In Saint-Saëns's motto-crowned, cyclically-organised Third Symphony, dedicated to the memory of Liszt, the highlight similarly was the Poco Adagio closing Part One, which Fischer, steering clear of the sentimental excesses of French neoclassical ormolu, crafted into a luxuriant, intense tableau of mistily veiled rise and fall. The 'scherzo' opening Part Two briskly hurtled back to reality – maybe a touch too fast given the moderato caution of the tempo marking – but the glittering, grand chorale of the Finale elevated us back again to loftier regions, giving organist James Sherlock his moment. The restored Harrison & Harrison organ of the Royal Festival Hall may not be the epic Cavaillé-Coll of La Madeleine or Saint-Sulpice but it is still an instrument to be conjured with.
Occasionally this was a headstrong reading: failing to heed Saint-Saëns's sans presser indications deprived the closing pages of a certain gravitas.
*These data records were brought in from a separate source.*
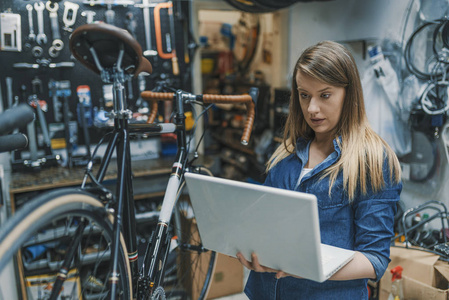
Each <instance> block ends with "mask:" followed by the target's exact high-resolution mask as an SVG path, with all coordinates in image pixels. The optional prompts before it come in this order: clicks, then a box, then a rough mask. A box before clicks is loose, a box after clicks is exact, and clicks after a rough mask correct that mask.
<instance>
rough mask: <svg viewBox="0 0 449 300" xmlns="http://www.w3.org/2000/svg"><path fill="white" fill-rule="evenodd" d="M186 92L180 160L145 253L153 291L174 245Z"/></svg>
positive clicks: (177, 142) (159, 284) (178, 148)
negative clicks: (173, 231)
mask: <svg viewBox="0 0 449 300" xmlns="http://www.w3.org/2000/svg"><path fill="white" fill-rule="evenodd" d="M185 95H186V94H184V93H183V92H182V91H180V90H178V91H177V92H176V99H175V100H176V101H175V105H176V112H177V113H176V115H175V124H176V126H177V127H178V128H182V130H178V131H177V143H178V151H177V153H176V159H175V161H174V163H173V166H172V172H171V174H170V178H169V181H168V184H167V188H166V191H165V196H164V199H163V202H162V208H161V212H160V215H159V220H158V224H157V227H156V230H155V234H154V236H153V238H152V241H151V248H150V250H149V252H147V253H146V254H145V259H144V264H143V266H142V270H143V272H142V274H141V275H146V276H147V279H148V281H146V283H147V284H149V285H150V286H149V287H150V290H151V291H153V290H154V288H156V287H157V286H159V285H160V284H161V278H162V276H161V275H162V274H163V272H164V268H165V260H166V257H167V255H166V254H167V253H168V251H169V247H170V237H169V231H168V226H169V224H170V220H171V216H172V213H173V209H174V207H175V204H176V199H177V193H178V190H179V186H180V185H181V182H182V176H183V174H184V170H185V166H184V163H185V161H186V158H187V154H188V153H187V139H186V133H185V118H186V117H185V115H184V100H185ZM147 268H148V270H147ZM143 288H144V289H147V288H148V286H147V287H145V286H144V287H143ZM142 292H144V291H142Z"/></svg>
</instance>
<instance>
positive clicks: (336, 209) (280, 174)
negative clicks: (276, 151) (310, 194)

And a harder, less 'fat', attack from the timpanist (Simon Carrington) might have been advantageous. Generally, though, the performance cohered well, garnering a deserved ovation. What was missing theatrically – through no shortcoming of players or leadership – was the acoustic delay of a venue like the Royal Albert Hall. Since when, though, has the clinical tuning of the RFH – attenuating space and reverberation at the expense of atmosphere and magic – ever been an asset to large-scale Romantic repertory of this type?
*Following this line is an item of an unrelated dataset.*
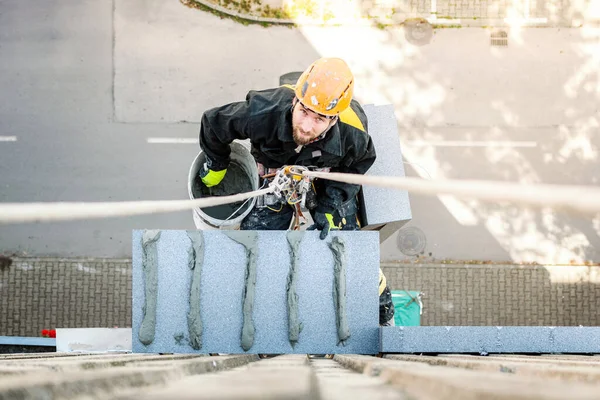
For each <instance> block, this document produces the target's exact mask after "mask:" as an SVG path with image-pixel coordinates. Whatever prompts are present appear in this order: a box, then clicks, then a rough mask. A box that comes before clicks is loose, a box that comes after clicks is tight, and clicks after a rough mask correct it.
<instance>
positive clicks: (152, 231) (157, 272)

The puzzle of the evening was Benjamin Grosvenor's Ravel, at least to those of us brought up on the generation of Michelangeli, François and Argerich. Here was a young pianist at home in intimately voiced passages, the perfumed moment, delicate, barely touched endings, yet apparently uncomfortable in anything calling for overt display or projection. For too much of the time he seemed to be on autopilot, more concerned with watching the conductor than focussing on the music or the gauging of events within a broader, less miniaturised, whole. Notwithstanding, things went wrong: the very start of the Concerto was noticeably out of sync. The slow movement showed what we know, that Grosvenor can chisel and ornament a fine melody, but in a rather cool, detached way, wanting yet in the reflection and soul of life experience. The balancing of the left-hand accompaniment was almost too perfect, all human vagaries ironed out. Fischer did his best to support, but while slower episodes offered refinement and grace (Rachel Masters's harp especially), the orchestra sounded short on rehearsal, pushed and breathless in faster material, with not all entries cleanly placed. As for the chosen Steinway, if it had depth it was all too often lost in the quick-decay shallowness of its upper register: a characterless instrument.